Thyagarajan ise getirilmesi planlanan yaş kısıtlaması ve iş tecrübesi ön şartını eleştirdi. “İlla 35 yaşının altında olmanız gerekmiyor. Kıymetli olan, hangi vasıflara sahip olduğunuz” değerlendirmesini yapan Thyagarajan, “Bazı iş profilleri için tecrübeye gereksiniminiz yok” diyor.

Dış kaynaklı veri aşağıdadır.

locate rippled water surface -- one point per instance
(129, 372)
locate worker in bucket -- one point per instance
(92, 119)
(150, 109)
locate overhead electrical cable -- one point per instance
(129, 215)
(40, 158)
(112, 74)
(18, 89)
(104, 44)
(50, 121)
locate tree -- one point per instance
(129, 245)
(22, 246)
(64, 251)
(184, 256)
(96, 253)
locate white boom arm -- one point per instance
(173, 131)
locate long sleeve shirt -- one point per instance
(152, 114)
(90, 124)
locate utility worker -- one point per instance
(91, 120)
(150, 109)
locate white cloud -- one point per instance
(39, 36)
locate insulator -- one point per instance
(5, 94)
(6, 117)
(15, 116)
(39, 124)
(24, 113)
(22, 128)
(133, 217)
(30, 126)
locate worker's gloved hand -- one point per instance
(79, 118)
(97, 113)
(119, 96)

Almanya’nın yetişmiş iş gücü kasveti yeni bir sorun değil. Alman metal ve elektrik sanayisinin patron dernekleri federasyonu olan Gesamtmetall, kesimlerinde faaliyet gösteren her beş şirketten ikisinin, işçi eksikliği nedeniyle üretim sorunu yaşadıklarını söylüyor. Almanya Zanaatkârlar Birliği (ZDH) ise, ülkenin 250 bin yetişmiş iş gücü eksiği olduğunu lisana getiriyor.
AB üyesi olmayan ülkelerden Almanya’ya göç eden nitelikli çalışanların sayısı, son yıllarda artış göstermesine karşın hâlâ epeyce düşük. Almanya’da göç ve ahenk konusunda hizmek sunan Mediendienst Integration‘un (Medya Ahenk Hizmetleri) bilgilerine nazaran, 2019 yılında Almanya’ya gelen nitelikli personel sayısı 60 binin biraz üzerinde idi. Bu sayı, Almanya’ya o yıl AB dışından gerçekleşen toplam göçün sırf yüzde 12’sine tekabül ediyor.

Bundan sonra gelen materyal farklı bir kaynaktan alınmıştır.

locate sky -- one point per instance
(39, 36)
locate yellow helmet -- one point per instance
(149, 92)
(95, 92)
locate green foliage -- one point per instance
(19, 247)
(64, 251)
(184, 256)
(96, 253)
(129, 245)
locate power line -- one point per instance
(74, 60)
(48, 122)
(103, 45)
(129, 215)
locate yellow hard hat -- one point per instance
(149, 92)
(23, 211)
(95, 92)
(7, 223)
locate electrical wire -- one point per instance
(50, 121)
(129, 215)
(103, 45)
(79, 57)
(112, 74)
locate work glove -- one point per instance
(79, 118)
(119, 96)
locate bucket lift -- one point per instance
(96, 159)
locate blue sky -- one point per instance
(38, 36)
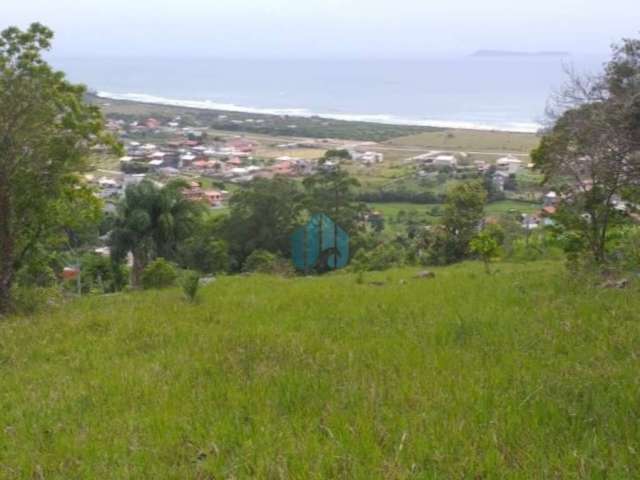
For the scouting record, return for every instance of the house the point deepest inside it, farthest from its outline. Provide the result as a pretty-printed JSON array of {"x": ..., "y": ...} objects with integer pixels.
[
  {"x": 285, "y": 167},
  {"x": 370, "y": 158},
  {"x": 186, "y": 160},
  {"x": 235, "y": 161},
  {"x": 499, "y": 179},
  {"x": 531, "y": 222},
  {"x": 241, "y": 145},
  {"x": 214, "y": 197},
  {"x": 550, "y": 199},
  {"x": 367, "y": 158},
  {"x": 509, "y": 164},
  {"x": 444, "y": 160},
  {"x": 152, "y": 124}
]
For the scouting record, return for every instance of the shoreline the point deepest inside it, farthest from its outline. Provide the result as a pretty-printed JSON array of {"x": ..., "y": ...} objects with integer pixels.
[{"x": 379, "y": 119}]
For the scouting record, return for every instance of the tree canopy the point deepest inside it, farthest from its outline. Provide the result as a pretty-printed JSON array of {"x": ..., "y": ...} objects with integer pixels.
[{"x": 46, "y": 133}]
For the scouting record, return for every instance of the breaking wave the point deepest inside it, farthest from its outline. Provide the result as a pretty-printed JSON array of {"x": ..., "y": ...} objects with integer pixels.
[{"x": 524, "y": 127}]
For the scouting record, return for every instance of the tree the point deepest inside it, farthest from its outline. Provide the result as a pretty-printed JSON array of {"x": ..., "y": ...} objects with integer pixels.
[
  {"x": 206, "y": 251},
  {"x": 463, "y": 213},
  {"x": 46, "y": 132},
  {"x": 487, "y": 245},
  {"x": 152, "y": 222},
  {"x": 592, "y": 150},
  {"x": 262, "y": 216},
  {"x": 332, "y": 192}
]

Almanya’da birtakım işletmeler eleman eksikliği nedeniyle kapanmak zorunda kalıyorFotoğraf: Stefan Sauer/dpa/picture alliance
Almanya “bürokrasi canavarı”nı yenmek istiyor
Almanya’nın, öteki Batı ülkelerine nazaran, nitelikli iş gücü nezdinde alımlı bir ülke olmasının önündeki manilerden biri de, kültürel birtakım gerçeklikler. Örneğin öbür birçok ülkeye nazaran Almanya’da İngilizce daha az konuşuluyor. Nitelikli çalışanların İngilizce konuşabilecekleri ülkeleri tercih ettiklerini söyleyen Thyagarajan, “Tabii burası Almanya, münasebetiyle çalışanlarımızın en azından çalışma derecesinde Almanca öğrenmeleri önemli” değerlendirmesini aktardı.
Bir öbür sorun da Alman patronların, diploma, sertifika ve öteki dokümanlar konusunda epeyce seçici olmaları. Öbür birçok ülkede kabul edilen dokümanların bir kısmı, Almanya’da tanınmıyor yahut tanınma müracaatlarının sonuçlanması aylar alıyor. Bonin, “Bu sıkıntıların bir fırsat kartının yürürlüğe sokulmasıyla çözülmesi imkansız” görüşünü paylaştı.
Almanya’nın meselelerinden bir oburu de, patronların önündeki sistemsel sıkıntılar. Örneğin bir çalışanın vasıfları ve dokümanlarının geçerliliğine, Alman federal sistemi çerçevesinde mahallî makamlar karar veriyor. Hasebiyle bir eyalette tanınan bir diploma, öteki bir eyalette tanınmayabiliyor. Dijitalleşme konusunda sıkıntılar yaşayan Almanya’nın kağıt temelli bürokrasisi çerçevesinde, adaylar sıklıkla, diplomalarının çevirilerini noterde tasdik etmek zorunda kalıyor.
Bu sorunun farkında olan Çalışma Bakanı Heil, “Modern bir göç yasasının yanı sıra, vasıfların tanınması sürecinde bürokrasi canavarını yenmemiz gerektiği görüşündeyim”açıklamasını yaptı. Heil, bu çerçevede vasıf ve dokümanların tanınmasından sorumlu merkezi bir devlet kurumunun oluşturulması gerektiğini söyledi.